Модель отношений с Москвой у той же Абхазии не слишком отличается от трансферно-дотационного устройства жизни Дагестана или Тамбовщины. С точки зрения порождаемых такой моделью искушений абхазский чиновник не слишком отличается от приморского или московского, потому что главная радость чиновного бытия что здесь, что там одинакова — близость к финансовым потокам.
Но в случае с Абхазией, и даже с Южной Осетией, и даже с Приднестровьем в этой системе формулировок имеется некая недоговоренность. С российской провинцией контракт понятен и прозрачен: элита вольна распоряжаться сданной ей в аренду территорией как угодно, от нее в качестве арендной платы требуются только правильные результаты на выборах, внутриполитическая благочинность, ну и откаты. В соответствии с этим устроена система поощрений и система наказаний, среди которых самой фатальной является утрата доверия со всеми последствиями.
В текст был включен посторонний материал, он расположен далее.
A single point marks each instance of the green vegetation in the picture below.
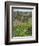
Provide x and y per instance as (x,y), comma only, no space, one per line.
(23,25)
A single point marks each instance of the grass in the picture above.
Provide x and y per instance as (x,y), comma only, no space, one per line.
(24,29)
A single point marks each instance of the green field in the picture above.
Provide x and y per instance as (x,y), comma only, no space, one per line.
(22,25)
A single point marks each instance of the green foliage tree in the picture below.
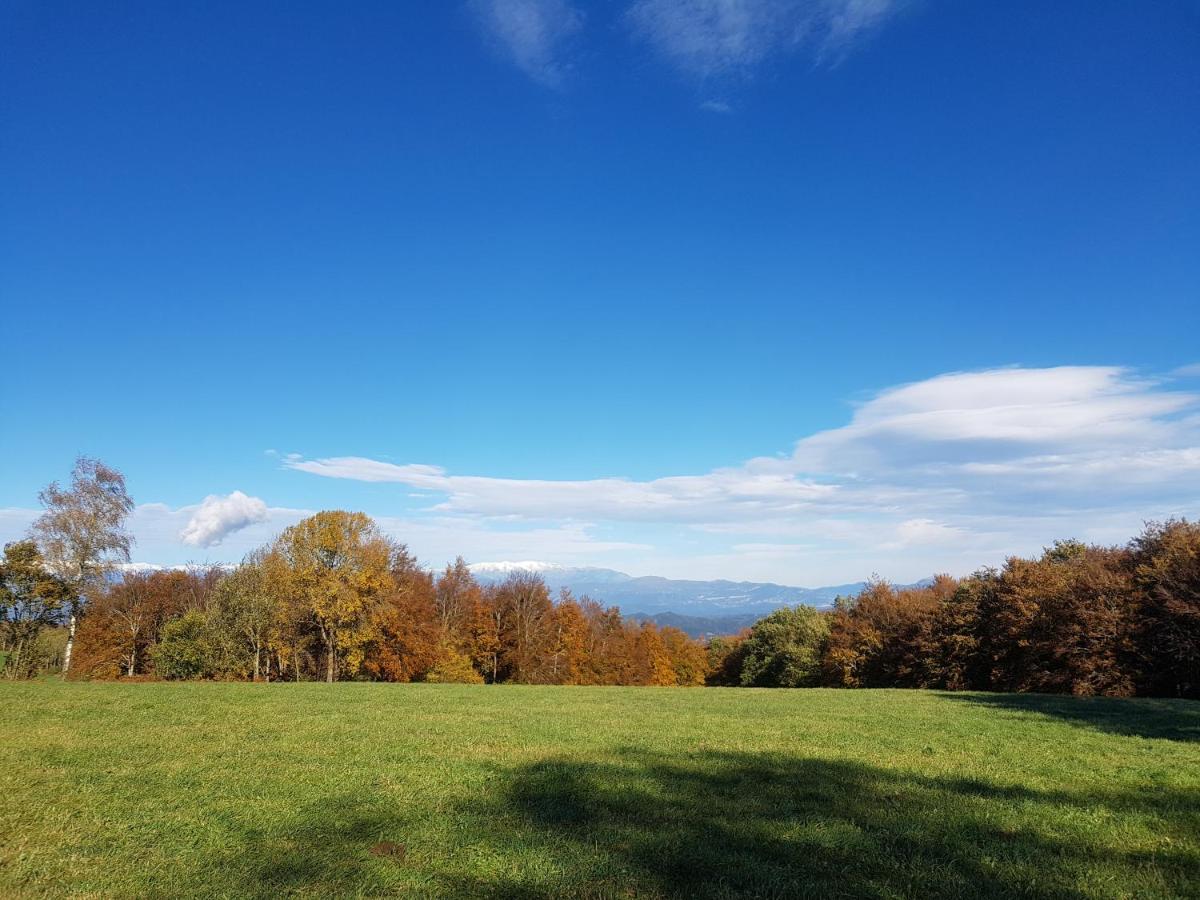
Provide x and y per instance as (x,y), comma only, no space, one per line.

Но Южная Осетия, Абхазия и даже Приднестровье, можно было бы сказать, обречены на нарушение конвенции, если бы они эту конвенцию заключали. Здесь и кроется главное противоречие между ними и Москвой, которая была уверена, что эти контракты подписаны на вечные времена. Оказалось, что нет. И пришло время — сначала в Сухуми, потом в Цхинвали, а в ближайшие дни, похоже, придет оно и в Тирасполе — этим воспользоваться. И теперь, естественно,
Кремль чувствует себя обманутым. За сомнительное удовольствие нести за эти территории ответственность, ненамного меньшую, чем за собственные, но намного более болезненную и, как выясняется, довольно бессмысленную, Кремль не получает ровным счетом ничего.
А Игорь Смирнов и вовсе не упускает в последнее время случая показать, что помощь и поддержка Украины ему даже интереснее.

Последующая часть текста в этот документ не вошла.